When the coronavirus, quarantine, and politics are getting you down, there’s one sure-fire antidote: a great big, splashy musical. Trust me, it worked during the Great Depression, and it can work now. The only requirement is a desire for a couple of hours of innocent entertainment — at least if that’s your thing.

If it is, you’ll likely be delighted by the new movie musical “Still Waiting in the Wings.” Originally released in 2018 and having made the rounds of various LGBTQ festivals where it garnered several top awards, it’s now available to stream on Amazon, Google, and iTunes platforms. Written by Jeffrey A. Johns and Arie Gonzalez with original songs from a variety of artists, it’s a backstage musical of the classic variety.
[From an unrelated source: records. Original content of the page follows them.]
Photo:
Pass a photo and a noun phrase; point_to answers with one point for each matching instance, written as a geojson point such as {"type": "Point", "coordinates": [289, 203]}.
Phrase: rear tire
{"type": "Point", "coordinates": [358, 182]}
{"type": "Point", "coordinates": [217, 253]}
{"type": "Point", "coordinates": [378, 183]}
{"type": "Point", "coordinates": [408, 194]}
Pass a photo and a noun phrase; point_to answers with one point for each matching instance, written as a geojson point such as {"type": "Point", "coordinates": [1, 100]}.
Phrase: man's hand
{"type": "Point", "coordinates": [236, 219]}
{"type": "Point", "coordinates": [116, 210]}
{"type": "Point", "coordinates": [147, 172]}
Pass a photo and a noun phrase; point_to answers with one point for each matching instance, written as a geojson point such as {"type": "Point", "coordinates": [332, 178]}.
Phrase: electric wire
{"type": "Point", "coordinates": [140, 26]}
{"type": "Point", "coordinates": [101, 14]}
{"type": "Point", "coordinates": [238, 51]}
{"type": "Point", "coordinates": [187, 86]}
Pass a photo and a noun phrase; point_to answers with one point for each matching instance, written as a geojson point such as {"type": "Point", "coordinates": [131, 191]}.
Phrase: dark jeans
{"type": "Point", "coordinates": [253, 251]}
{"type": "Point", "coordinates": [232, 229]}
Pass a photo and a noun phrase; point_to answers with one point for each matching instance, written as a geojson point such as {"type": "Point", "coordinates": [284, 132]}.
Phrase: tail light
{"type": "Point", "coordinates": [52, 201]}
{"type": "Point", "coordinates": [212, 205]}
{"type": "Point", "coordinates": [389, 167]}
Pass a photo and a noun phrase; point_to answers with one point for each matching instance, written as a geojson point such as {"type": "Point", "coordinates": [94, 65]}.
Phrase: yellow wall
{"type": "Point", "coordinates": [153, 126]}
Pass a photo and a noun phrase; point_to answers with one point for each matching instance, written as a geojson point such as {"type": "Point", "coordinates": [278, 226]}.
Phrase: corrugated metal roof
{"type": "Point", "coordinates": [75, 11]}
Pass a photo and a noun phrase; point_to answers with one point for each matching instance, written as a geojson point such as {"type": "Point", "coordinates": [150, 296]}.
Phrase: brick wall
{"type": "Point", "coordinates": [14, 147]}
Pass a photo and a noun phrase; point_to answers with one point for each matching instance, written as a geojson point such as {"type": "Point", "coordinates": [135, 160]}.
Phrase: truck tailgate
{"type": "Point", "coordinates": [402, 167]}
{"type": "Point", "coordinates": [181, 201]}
The backstage, though, is not quite as elegant as in most archetypes of the genre. Instead, Café Broadway is a tacky Times Square restaurant where all the characters are singing waiters and all the patrons are tourists.
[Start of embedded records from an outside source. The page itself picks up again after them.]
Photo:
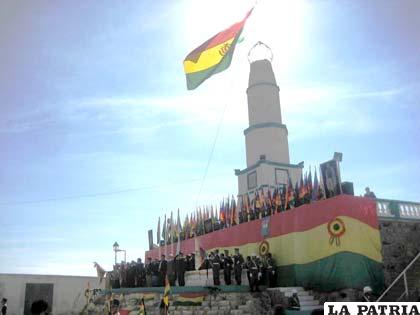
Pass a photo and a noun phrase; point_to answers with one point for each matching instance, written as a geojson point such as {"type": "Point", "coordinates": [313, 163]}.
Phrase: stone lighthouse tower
{"type": "Point", "coordinates": [267, 148]}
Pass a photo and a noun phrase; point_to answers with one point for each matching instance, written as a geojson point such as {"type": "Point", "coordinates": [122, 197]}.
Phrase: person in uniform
{"type": "Point", "coordinates": [149, 271]}
{"type": "Point", "coordinates": [238, 262]}
{"type": "Point", "coordinates": [293, 301]}
{"type": "Point", "coordinates": [131, 274]}
{"type": "Point", "coordinates": [181, 267]}
{"type": "Point", "coordinates": [140, 274]}
{"type": "Point", "coordinates": [247, 266]}
{"type": "Point", "coordinates": [254, 271]}
{"type": "Point", "coordinates": [114, 279]}
{"type": "Point", "coordinates": [215, 266]}
{"type": "Point", "coordinates": [270, 270]}
{"type": "Point", "coordinates": [187, 259]}
{"type": "Point", "coordinates": [227, 268]}
{"type": "Point", "coordinates": [162, 269]}
{"type": "Point", "coordinates": [192, 262]}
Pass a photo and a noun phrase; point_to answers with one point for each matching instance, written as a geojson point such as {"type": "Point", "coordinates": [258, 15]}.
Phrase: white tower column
{"type": "Point", "coordinates": [267, 148]}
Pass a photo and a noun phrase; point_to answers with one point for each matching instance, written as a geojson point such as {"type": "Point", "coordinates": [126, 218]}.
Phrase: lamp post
{"type": "Point", "coordinates": [117, 249]}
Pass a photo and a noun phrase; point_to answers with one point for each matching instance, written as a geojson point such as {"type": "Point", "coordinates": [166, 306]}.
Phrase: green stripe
{"type": "Point", "coordinates": [194, 79]}
{"type": "Point", "coordinates": [336, 272]}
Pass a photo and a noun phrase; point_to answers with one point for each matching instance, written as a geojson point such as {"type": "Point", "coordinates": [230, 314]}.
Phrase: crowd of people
{"type": "Point", "coordinates": [260, 271]}
{"type": "Point", "coordinates": [152, 273]}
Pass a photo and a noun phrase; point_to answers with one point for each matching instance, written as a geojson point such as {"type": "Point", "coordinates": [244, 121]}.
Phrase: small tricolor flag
{"type": "Point", "coordinates": [166, 292]}
{"type": "Point", "coordinates": [213, 56]}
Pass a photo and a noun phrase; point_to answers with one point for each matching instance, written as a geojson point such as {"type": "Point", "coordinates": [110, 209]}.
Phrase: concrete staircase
{"type": "Point", "coordinates": [307, 301]}
{"type": "Point", "coordinates": [395, 292]}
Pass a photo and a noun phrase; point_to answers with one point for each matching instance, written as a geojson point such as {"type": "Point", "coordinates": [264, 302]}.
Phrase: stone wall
{"type": "Point", "coordinates": [400, 244]}
{"type": "Point", "coordinates": [239, 303]}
A delightful, new movie musical makes its streaming debut

The story begins as Anthony, the irrepressibly cheerful young man from Montana, lands a job there and is convinced that serving and singing represent the first of his sure-to-come big breaks in the Big Apple. The other waiters, however — particularly his best girlfriend Rita — consider singing and dancing while slinging salad a comedown. After all, just the month before Rita was in an Off-Broadway musical. When not in the spotlight, the characters bicker about solos and group numbers. Among the most entertaining parts of the entire movie are the songs they do — each of which is a pastiche/ homage of classic musical theater numbers, staged with tongue-in-cheek charm by choreographer Cassie Nordgren.
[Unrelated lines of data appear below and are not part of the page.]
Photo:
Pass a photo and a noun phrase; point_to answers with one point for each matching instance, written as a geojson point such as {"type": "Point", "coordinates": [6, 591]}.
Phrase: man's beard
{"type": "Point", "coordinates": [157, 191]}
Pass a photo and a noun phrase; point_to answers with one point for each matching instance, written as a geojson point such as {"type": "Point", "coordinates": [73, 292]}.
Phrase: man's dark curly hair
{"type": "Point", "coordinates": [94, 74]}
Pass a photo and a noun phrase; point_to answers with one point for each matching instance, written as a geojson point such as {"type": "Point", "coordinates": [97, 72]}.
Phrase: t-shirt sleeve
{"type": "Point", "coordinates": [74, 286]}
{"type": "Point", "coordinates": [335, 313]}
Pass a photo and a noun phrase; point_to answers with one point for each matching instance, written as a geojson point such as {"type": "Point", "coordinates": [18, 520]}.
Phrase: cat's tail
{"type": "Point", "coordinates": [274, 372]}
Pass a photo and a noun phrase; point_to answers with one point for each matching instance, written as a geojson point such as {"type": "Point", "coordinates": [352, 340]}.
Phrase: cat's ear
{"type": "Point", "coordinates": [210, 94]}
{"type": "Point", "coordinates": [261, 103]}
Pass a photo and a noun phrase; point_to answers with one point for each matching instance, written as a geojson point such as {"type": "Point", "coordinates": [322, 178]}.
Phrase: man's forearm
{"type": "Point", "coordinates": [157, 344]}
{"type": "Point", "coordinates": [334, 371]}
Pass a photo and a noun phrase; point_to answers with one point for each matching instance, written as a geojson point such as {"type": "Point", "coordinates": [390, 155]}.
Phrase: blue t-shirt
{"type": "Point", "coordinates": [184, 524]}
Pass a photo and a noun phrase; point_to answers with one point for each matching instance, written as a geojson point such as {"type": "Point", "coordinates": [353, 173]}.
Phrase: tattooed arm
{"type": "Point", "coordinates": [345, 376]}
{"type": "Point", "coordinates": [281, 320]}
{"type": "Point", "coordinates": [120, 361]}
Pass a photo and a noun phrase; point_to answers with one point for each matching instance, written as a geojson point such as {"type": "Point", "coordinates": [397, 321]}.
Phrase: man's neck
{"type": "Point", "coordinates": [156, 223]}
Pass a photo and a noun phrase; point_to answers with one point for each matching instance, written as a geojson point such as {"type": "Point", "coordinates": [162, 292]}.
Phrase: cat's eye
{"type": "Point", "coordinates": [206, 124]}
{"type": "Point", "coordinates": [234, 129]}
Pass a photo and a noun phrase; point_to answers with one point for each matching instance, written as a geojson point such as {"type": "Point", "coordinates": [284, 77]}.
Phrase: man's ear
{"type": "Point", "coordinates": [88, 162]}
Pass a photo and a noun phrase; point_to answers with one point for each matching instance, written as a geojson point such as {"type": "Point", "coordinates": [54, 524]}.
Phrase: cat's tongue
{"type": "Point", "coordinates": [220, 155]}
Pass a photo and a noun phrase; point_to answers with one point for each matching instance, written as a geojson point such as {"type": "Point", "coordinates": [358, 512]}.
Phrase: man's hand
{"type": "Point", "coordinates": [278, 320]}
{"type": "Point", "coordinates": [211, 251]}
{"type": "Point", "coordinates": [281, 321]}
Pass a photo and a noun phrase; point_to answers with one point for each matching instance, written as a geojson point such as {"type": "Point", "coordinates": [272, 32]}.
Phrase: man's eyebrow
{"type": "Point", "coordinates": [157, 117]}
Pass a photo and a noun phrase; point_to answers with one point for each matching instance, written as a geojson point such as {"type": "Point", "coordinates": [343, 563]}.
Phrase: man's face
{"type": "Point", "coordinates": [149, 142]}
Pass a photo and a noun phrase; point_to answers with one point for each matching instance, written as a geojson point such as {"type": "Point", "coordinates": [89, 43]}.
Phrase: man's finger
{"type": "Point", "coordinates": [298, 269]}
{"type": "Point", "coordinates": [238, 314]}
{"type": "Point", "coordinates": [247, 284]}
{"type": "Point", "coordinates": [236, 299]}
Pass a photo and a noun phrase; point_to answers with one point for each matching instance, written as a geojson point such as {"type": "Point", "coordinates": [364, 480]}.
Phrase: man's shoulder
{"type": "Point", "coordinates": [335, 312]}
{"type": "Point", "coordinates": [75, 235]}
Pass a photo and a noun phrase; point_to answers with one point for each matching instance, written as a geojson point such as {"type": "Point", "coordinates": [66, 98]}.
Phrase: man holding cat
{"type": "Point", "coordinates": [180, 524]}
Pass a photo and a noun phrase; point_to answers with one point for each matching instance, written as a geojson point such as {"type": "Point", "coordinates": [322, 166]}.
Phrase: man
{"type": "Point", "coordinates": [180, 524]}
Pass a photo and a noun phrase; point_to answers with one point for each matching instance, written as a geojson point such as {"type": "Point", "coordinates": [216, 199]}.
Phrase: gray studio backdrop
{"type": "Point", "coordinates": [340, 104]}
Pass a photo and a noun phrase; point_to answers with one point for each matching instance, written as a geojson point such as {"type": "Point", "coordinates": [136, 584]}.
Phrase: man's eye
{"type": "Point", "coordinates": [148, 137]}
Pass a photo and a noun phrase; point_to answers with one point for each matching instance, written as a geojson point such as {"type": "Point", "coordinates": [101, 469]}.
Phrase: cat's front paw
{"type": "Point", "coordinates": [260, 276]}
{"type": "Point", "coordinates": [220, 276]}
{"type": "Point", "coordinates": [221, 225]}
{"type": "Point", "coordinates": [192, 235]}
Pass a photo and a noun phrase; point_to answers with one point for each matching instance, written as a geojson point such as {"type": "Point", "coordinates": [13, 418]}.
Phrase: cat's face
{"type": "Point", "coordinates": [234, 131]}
The plot thickens when newcomer Bradley joins the servers’ chorus line, and trouble ensues. Ambitious and wily, Bradley tries all kinds of tricks to derail Anthony’s dreams of acting on a bigger stage and even causes trouble with Anthony’s boyfriend Lee, a stripper in a Chippendale’s-like club. Anthony’s roommate, a straight actor named Tony, gets a gig on a soap opera (sorry, “an outstanding daytime drama” — a running gag), Bradley scuttles Anthony’s one-line debut on a soap, and there are plenty more competitive shenanigans, including a battle over an audition for “Lead Leprechaun” in a real Broadway show. (Anthony and Bradley are both small in stature — another running gag.)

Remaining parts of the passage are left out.